Ruggles v. Yayong (ICA February 7, 2014)
Background. The voters on the Big Island passed an initiative to make the enforcement of marijuana laws the lowest enforcement priority in the county. The law required law enforcement activities related to drug offenses for adults to be higher than cannabis possession and cultivation of a single case involving twenty-four or fewer plants when intended for adult personal use. The law also prohibited the chief of police and the police commissioner from working with federal law enforcement agencies and prohibited the County Council from authorizing the acceptance of funds to investigate, cite, arrest, prosecute the lowest law enforcement priority policy. A group of concerned citizens on the Big Island brought a lawsuit against county officials alleging that the officials failed or refused to enforce this new law. The County responded by dismissing the case. The circuit court dismissed it on the grounds that the Hawaii Penal Code superseded the new law.
County v. State Powers (State Wins most of the time). The counties derive their power to enact and enforce its ordinances from the general laws of the State. Haw. Const. Art. VIII, Sec. 1. The legislature, however, has the power to enact laws of “statewide concern.” Haw. Const. Art. VIII, Sec. 6. The State legislature can “enact all laws of general application throughout the State on matters of concern and interest and laws relating to the fiscal powers of the counties, and neither a charter nor ordinances adopted under a charter shall be in conflict therewith.” HRS § 50-15. If they do conflict, the county ordinance is invalid. Stallard v. Consol. Maui, Inc., 103 Hawaii 468, 473, 83 P.3d 731 ,736 (2004).
On the other end of the spectrum, counties have the power to protect “health, life, and property, and to preserve the order and security of the county and its inhabitants on any subject matter not inconsistent with or tending to defeat, the intent of any state statute where the statute does not disclose an express or implied intent that the statute shall be exclusive or uniform throughout the State.” HRS § 46-1.5(13).
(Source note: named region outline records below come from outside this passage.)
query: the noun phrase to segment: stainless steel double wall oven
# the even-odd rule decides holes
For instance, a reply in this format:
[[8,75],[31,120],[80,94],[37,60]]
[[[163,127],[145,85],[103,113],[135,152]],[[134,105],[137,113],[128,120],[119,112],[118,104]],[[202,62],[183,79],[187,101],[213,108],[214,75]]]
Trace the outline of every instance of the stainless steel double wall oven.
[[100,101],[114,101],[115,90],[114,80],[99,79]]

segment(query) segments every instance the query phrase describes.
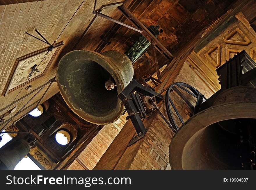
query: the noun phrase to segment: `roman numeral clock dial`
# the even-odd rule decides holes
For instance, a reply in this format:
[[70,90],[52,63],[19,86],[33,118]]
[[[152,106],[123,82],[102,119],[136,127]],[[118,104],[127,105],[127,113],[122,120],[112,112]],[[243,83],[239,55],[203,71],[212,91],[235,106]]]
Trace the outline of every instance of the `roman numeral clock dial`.
[[20,61],[9,90],[42,75],[52,56],[51,51],[44,52]]
[[49,47],[46,47],[17,58],[2,96],[6,96],[23,86],[25,83],[45,75],[53,56],[63,44],[61,41],[51,46],[50,51]]

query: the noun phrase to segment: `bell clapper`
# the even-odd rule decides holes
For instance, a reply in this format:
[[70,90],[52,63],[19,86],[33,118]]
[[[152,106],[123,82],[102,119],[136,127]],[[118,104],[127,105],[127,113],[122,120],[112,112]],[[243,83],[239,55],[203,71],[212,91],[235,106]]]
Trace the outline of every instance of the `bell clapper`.
[[113,89],[116,86],[118,86],[118,85],[122,85],[123,84],[125,84],[125,83],[130,83],[131,81],[129,81],[128,82],[126,82],[126,83],[121,83],[120,84],[119,84],[118,85],[115,85],[114,84],[114,83],[111,80],[111,76],[110,76],[110,77],[109,77],[109,80],[108,80],[107,82],[106,82],[105,83],[105,87],[108,90],[112,90],[112,89]]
In other words, the ordinance is preempted by State law if “(1) it covers the same subject matter embraced within a comprehensive state statutory scheme disclosing an express or implied intent to be exclusive and uniform throughout the state or (2) it conflicts with state law.” Richardson v. City and County of Honolulu, 76 Hawaii 46, 62, 868 P.2d 1193, 1209 (1994).
Why does the County Represent the State in Prosecutions? The ICA has duly answered this age-old question. The power to detect, investigate, and prosecute criminal offenses lies within the purview of the chief law enforcement officer of the state, the Attorney General. HRS § 28-2.5(a). “The public prosecutor, however, has been delegated the primary authority and responsibility for initiating and conducting criminal prosecutions within his county jurisdiction. What is thus reserved to the attorney general is the residual authority to act.” Amemiya v. Sapienza, 63 Haw. 424, 427, 629 P.2d 1126, 1129 (1981).
Hawaii Penal Code and Hawaii’s Uniform Controlled Substances Act Preempt the County Ordinance. The ICA held that the Hawaii Penal Code that regulates and (outlaws) the possession of just about any kind of marijuana and the Uniform Controlled Substances preempt the county ordinance. “[H]ow violations of state penal laws are investigated by authorized state and county officials is inherently . . . a matter of statewide concern.” Marsland v. First Hawaiian Bank, 70 Haw. 126, 133, 764 P.2d 1228, 1232 (1988). Here, that was enough for the ICA to agree with the circuit court’s dismissal.
. . . Nice Try, Big Islanders. The pro se parties that brought this lawsuit tried to get the County to enforce its own initiative. The County has refused on the grounds that State laws preempt it. That may be so. Looks like the only way to get this through is through the Legislature, not the County Council.
So What Else is Preempted? This opinion—a refresher course in the delegation of power from the State to the counties—raises interesting questions. Just about every county prohibits the use of a cell phone while in the car. But now it seems like the State has passed a law too. Are the counties preempted? It would seem so.